I've read several things written by Dr. Michel Odent and was surprised that I agreed with nearly everything he said regarding natural birth, even though I came to my conclusions based on my own experience. It is always cathardic when someone else observes the same thing and comes to the same conclusions. I was very interested when I learned that Dr. Odent was going to be speaking at the DONA conference, especially when I read that his topic was about re-evaluating midwifery practices.

There were so many things that spoke to me in his talks but most of all was his reminder to me that midwifery is fundamentally supposed to be about selective care, not routine care. We should treat each woman as an individual, because she is! As soon as we start making arbitrary rules about what the supposed line of health is, we weaken midwifery a little more. Right now the rules say you are only within normal limits if you go into labor sometime between 37 and 42 weeks, if your baby is head down, if you only have 1 baby, if you are not "infected" with GBS, if you do not have gestational diabetes, if you hemoglobin/hematocrit levels are within the proper range, if, if, if. What happens when we, as Dr. Odent suggests, use these limits as a sign to increase vigilance. We use watchful waiting. We give positive emotional support and make sure the woman does not feel that there is something wrong with her body. What if we teach her how to check in with herself and her baby, something many women don't know how to do and something that could arguably help her long beyond pregnancy.

Dr. Odent spent great length answering my question regarding care for women when they approach 42 weeks.

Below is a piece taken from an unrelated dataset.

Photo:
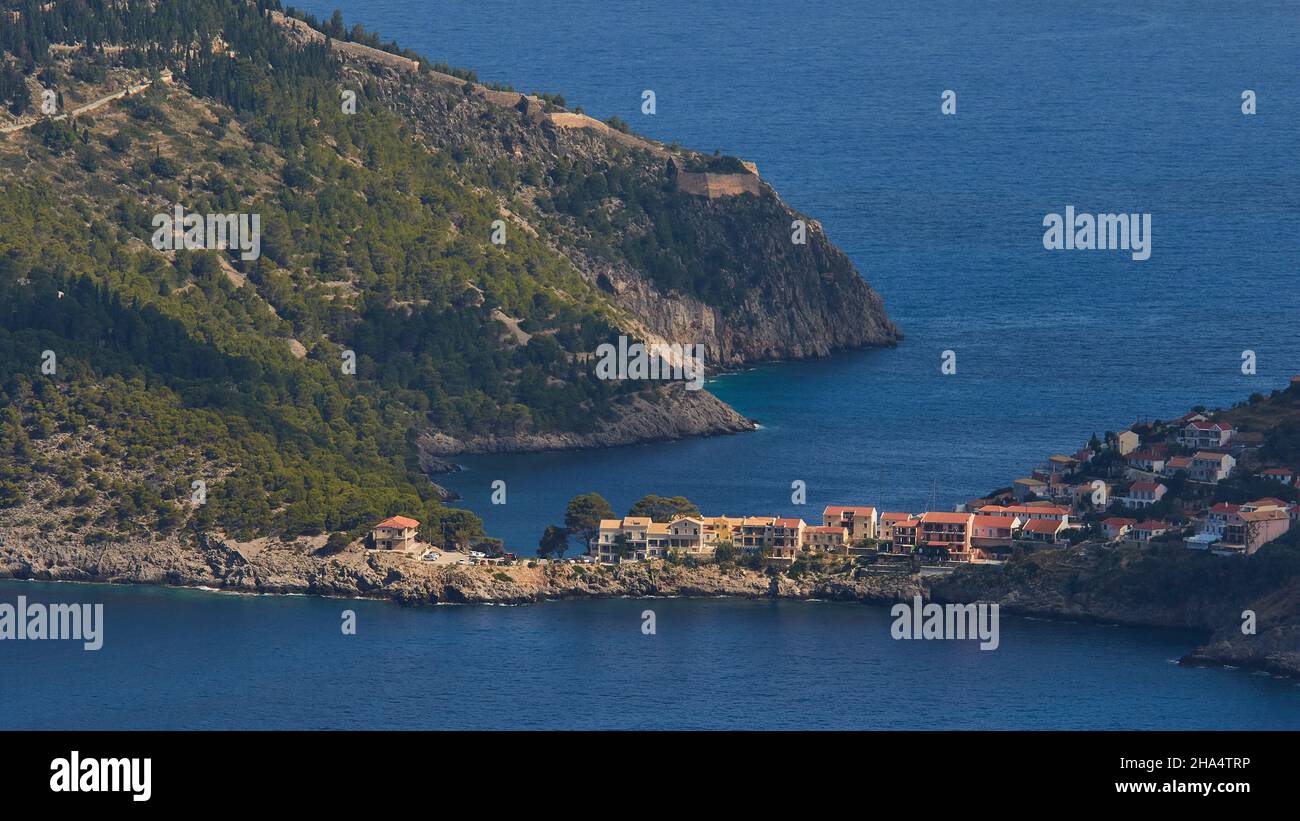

It is never my choice to push an induction, even if it is a "natural" one. Mostly this comes from the fact that I myself went beyond the 42 weeks mark, albiet by just 1 day. I knew there was nothing wrong, that it was normal for my body and my baby, and mostly I knew that my baby was healthy and knew the right time to be born. It is interesting to me how few people truly believed that as I was going through it. Of course few people actually spoke to me directly about it but I heard the whisperings of "How late is she going to go? Can you go past 42 weeks? Do you think she's really OK?" I know that there was pretty much no way that I was going to do anything to "augment" my labor, even if it was supposedly natural. So I have a very hard time telling someone else that they should.

After spending such time in answering my question, I felt that tingling of what I know others feel when I speak to them as a mentor. I can see it in their face that I am saying something that is hitting them on a very deep level. I can see the change starting to happen, the wheels beginning to turn. I wonder if he saw that in me.

After the workshop, I was sitting at a table of friends eating my lunch when I hear from behind me "Ahem, pardon me, is anyone sitting here?" and who do I see but Dr. Odent himself plopping down in the seat next to me. We discussed a few more things but the change had already happened for me. Don't get me wrong, I was honored! But, I didn't need any more from him. I already got the tell-tale changing phrase that started the wheels cranking in my head. Thank you Dr. Odent for mentoring the mentor!